Vertica Quick Tip: Avoid Using Functions on Very Large Data Sets

Posted January 17, 2018 by Soniya Shah, Information Developer

This blog post was authored by Jim Knicely.

You can store billions and billions and billions (i.e. a lot) of records in your Vertica tables. When querying these large data sets, try to avoid using database functions like TO_DATE, TO_CHAR, NVL, etc. when unnecessary.

Example:

A table named BIG_DATE_TABLE has 1 billion rows and a column named THE_DATE, which stores a date value as an integer in the format YYYYMMDD. dbadmin=> SELECT COUNT(*) FROM big_date_table; COUNT ------------ 1000000000 (1 row) I want to know how many records there are in the table where THE_DATE column is equal to the current SYSDATE.

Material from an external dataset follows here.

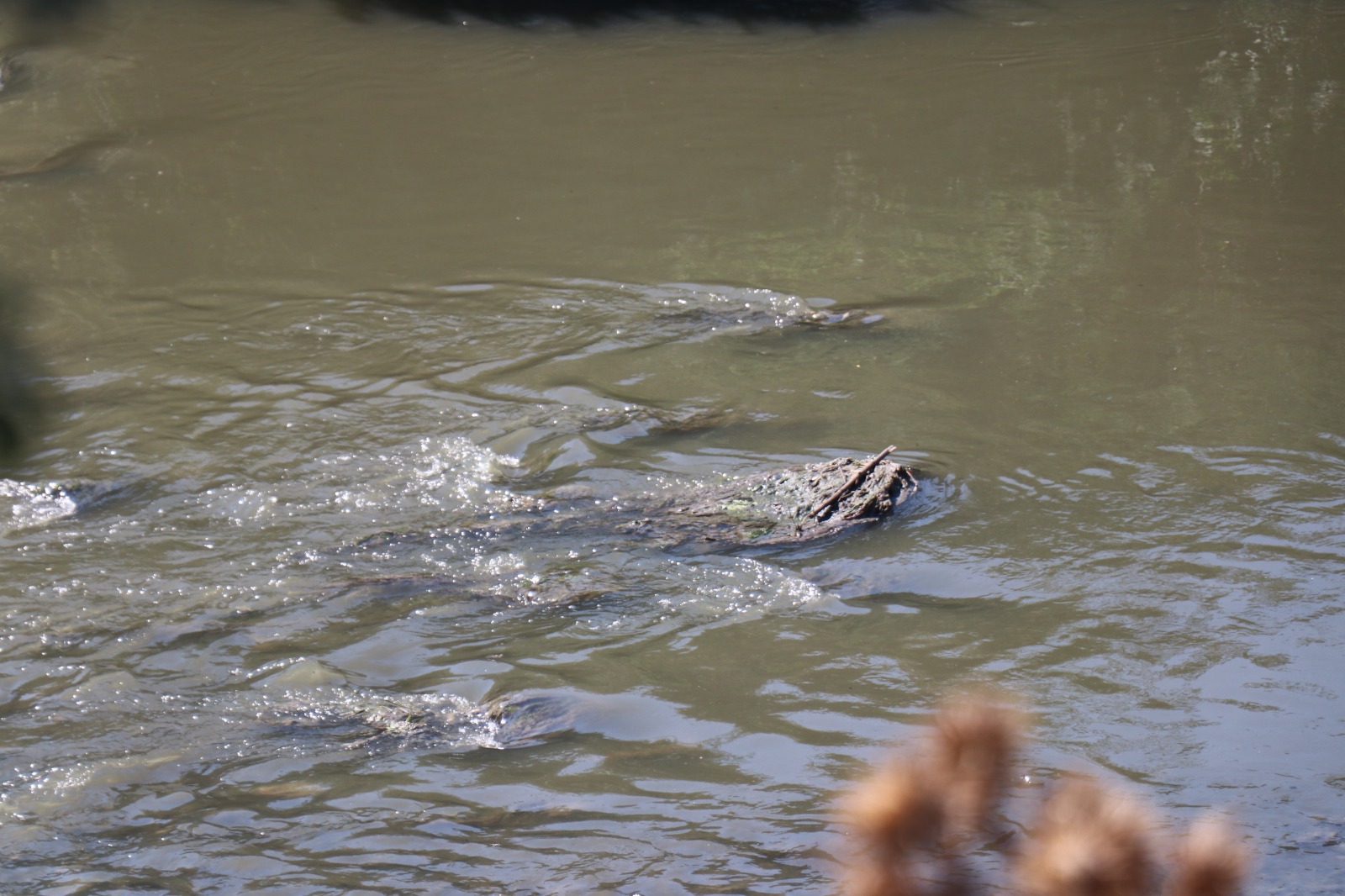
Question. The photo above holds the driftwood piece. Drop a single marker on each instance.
(851, 483)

My first attempt at getting that answer is the following SQL statement: dbadmin=> SELECT COUNT(*) FROM big_date_table WHERE TO_DATE(the_date::VARCHAR, 'YYYYMMDD') = TRUNC(SYSDATE); COUNT -------- 134976 (1 row) Time: First fetch (1 row): 78354.856 ms. All rows formatted: 78354.900 ms That query took a whopping 80 seconds to run!

Fortunately I realized a better solution is to avoid using the TO_DATE function directly against the billion records! dbadmin=> SELECT COUNT(*) FROM big_date_table WHERE the_date = TO_CHAR(SYSDATE, 'YYYYMMDD')::INT; COUNT -------- 134976 (1 row) Time: First fetch (1 row): 782.399 ms. All rows formatted: 782.440 ms That’s better! Have Fun!